Wow.  That look like the unique node/triple ratio is quite high.  I take 
the data has a lots of content-like literals in it, or autogenerated URIs.

Lots of unique nodes can slow things down because of all the node writing.

>
>> Does tdbloader do better? (sometimes it does, sometimes it doesn't).
>
> I will try if I fail with tdbloader2 but I guess it will work now because
> I switched to a SSD for the tdb dir.

SSD+database => :-)

>
> Regards,
>
> Michael Brunnbauer
>

Re: tdbloader2 issues

Posted by Michael Brunnbauer <br...@netestate.de>.

Hello Andy,

On Tue, Mar 31, 2015 at 10:25:32AM +0100, Andy Seaborne wrote:
> >Also, tdbloader2 seems to be gradually slowed down from 100k triples/s to
> >< 1000 triples/s on a normal disk drive by random access after ca. 10 million
> >triples. Is this unavoidable? I made this change to tdbloader2 but I think it
> >is not relevant during the data phase:
> >
> >-    SORT_ARGS="--buffer-size=50%"
> >+    SORT_ARGS="--buffer-size=2048M"
> >
> >I have tried with Jena 2.13.0 and 2.11.1.
> 
> What's the machine it's running on?  OS?

Xeon E5502 with 48GB RAM, Linux 3.4.105 with glibc 2.19 and jdk-8u31-linux-x64.

> As this is the data phase, tdbloader2 is, roughly, streaming the parser to
> disk, allocating nodeids (which is a bad access pattern).  What size are the
> node-related files?

I have it running right now at 

"INFO  Add: 138,800,000 Data (Batch: 15,792 / Avg: 9,656)"

-rw-r--r-- 1 java java 7070640000 Mar 31 13:10 data-triples.17513
-rw-r--r-- 1 java java 2021654528 Mar 31 13:10 node2id.dat
-rw-r--r-- 1 java java   16777216 Mar 31 13:10 node2id.idn
-rw-r--r-- 1 java java 3858513162 Mar 31 13:10 nodes.dat

> Does tdbloader do better? (sometimes it does, sometimes it doesn't).
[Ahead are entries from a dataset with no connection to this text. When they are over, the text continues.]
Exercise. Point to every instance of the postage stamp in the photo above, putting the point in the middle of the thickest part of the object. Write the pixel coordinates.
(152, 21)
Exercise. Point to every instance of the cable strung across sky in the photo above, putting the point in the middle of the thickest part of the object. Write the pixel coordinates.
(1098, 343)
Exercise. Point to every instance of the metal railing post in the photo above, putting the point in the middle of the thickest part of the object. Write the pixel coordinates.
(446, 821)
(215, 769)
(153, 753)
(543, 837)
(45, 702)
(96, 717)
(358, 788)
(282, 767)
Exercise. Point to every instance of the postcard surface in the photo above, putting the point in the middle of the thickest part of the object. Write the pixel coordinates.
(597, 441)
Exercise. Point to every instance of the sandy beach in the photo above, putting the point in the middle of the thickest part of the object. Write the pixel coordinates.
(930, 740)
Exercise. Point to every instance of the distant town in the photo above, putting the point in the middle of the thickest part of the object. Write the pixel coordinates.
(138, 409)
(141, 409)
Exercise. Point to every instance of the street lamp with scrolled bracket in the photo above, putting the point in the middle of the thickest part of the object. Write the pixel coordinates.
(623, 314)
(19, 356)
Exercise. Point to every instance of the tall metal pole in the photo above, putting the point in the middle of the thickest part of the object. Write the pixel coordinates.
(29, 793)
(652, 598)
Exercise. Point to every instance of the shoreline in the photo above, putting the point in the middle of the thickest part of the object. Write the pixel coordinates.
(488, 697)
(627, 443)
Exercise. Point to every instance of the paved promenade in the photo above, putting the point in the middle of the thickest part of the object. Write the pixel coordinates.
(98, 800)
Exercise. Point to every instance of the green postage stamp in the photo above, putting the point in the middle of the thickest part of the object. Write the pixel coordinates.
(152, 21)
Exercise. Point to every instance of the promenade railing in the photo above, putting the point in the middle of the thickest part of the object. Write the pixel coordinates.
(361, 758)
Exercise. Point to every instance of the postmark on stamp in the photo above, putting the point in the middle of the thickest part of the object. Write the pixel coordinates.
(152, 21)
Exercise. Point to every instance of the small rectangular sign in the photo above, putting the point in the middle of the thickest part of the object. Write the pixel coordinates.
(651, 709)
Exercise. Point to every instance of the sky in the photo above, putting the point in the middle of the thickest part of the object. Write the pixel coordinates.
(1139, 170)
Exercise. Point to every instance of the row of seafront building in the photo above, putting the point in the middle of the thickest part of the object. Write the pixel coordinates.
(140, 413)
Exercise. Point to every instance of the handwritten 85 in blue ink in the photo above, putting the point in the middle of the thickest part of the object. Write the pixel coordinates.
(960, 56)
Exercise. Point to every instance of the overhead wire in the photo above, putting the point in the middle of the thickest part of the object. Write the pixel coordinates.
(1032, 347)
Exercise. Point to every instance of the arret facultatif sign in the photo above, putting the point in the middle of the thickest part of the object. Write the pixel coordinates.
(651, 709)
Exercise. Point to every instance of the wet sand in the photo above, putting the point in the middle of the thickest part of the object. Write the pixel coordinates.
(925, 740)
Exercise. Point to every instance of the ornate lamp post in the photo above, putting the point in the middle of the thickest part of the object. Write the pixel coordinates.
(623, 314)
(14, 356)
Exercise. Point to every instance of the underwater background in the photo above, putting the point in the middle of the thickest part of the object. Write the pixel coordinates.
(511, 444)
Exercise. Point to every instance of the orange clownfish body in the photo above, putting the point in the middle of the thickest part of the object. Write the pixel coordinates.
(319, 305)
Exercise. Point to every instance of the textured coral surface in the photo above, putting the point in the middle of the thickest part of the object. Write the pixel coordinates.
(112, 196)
I will try if I fail with tdbloader2 but I guess it will work now because
I switched to a SSD for the tdb dir.

Regards,

Michael Brunnbauer

-- 
++  Michael Brunnbauer
++  netEstate GmbH
++  Geisenhausener Straße 11a
++  81379 München
++  Tel +49 89 32 19 77 80
++  Fax +49 89 32 19 77 89 
++  E-Mail brunni@netestate.de
++  http://www.netestate.de/
++
++  Sitz: München, HRB Nr.142452 (Handelsregister B München)
++  USt-IdNr. DE221033342
++  Geschäftsführer: Michael Brunnbauer, Franz Brunnbauer
++  Prokurist: Dipl. Kfm. (Univ.) Markus Hendel

Re: tdbloader2 issues

Posted by Andy Seaborne <an...@apache.org>.

On 31/03/15 10:06, Michael Brunnbauer wrote:
...
> Also, tdbloader2 seems to be gradually slowed down from 100k triples/s to
> < 1000 triples/s on a normal disk drive by random access after ca. 10 million
> triples. Is this unavoidable? I made this change to tdbloader2 but I think it
> is not relevant during the data phase:
>
> -    SORT_ARGS="--buffer-size=50%"
> +    SORT_ARGS="--buffer-size=2048M"
>
> I have tried with Jena 2.13.0 and 2.11.1.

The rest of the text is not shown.